GFP Pattern Recognition in Raman Spectra by Modified VGG Networks for Localisation Tracking in Living Cells

Authors

  • Nungnit Wattanavichean Mahidol University
  • Jirasin Boonchai Kasetsart University
  • Sasithon Yodthong Kasetsart University
  • Chakkrit Preuksakarn Kasetsart University
  • Scott C.-H. Huang National Tsing Hua University
  • Thattapon Surasak Thai-Nichi Institute of Technology https://orcid.org/0000-0003-0276-5165

DOI:

https://doi.org/10.4186/ej.2021.25.2.151

Keywords:

VGG, Machine learning, Neural networks, ResNet, Raman spectroscopy, Fluorescence, Living cells

Abstract

The coupling between Raman spectroscopy and green fluorescent protein (GFP) labelling informs chemical compositions at the specific sites. This information leading to study that explain core knowledge of living organism and eventually advance our conventional technique of medical diagnosis. In order to achieve these purposes, the precise interpretation is required. A massive number of Raman/GFP spectra as well as identification of GFP contribution in each spectrum are arroaches to achieve those goals. In the paper, CNN is proposed to classify the spectra with and without GFP signal. The dataset of GFP-positive and GFP-negative spectra were created with various size and background color. The feature extraction and classification are conduced with VGG networks. To increase the performance of VGG network, the modified VGG13 and modified VGG19 were designed.
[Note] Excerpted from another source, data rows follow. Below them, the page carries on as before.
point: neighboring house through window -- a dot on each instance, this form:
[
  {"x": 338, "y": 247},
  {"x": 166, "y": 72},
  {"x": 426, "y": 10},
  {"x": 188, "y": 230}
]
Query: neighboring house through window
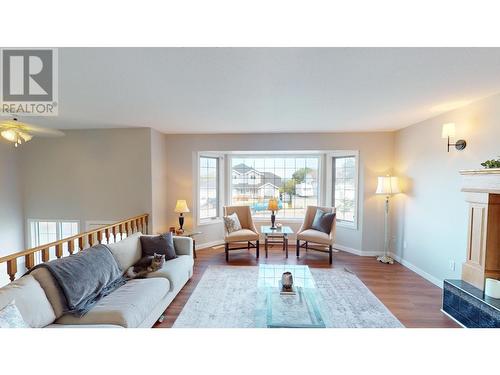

These two models extend fully-connected layer from 3 (the original VGG model) to 5 layer for better classification task. Batch normalization is also added at the end of feature extraction units to reduce unpredicted shifting of parameters. The original VGG16, VGG19, and ResNet50 are used as comparison models. The results show that both of our modified VGG models significantly enhances training accuracy of the network comparing to the original VGG. The accuracy of original VGG can be increased when applied pre-trained weight, but the accuracies are yet slightly lower than modified models. Training on ResNet, deeper network, gave the comparable accuracy with our modified models.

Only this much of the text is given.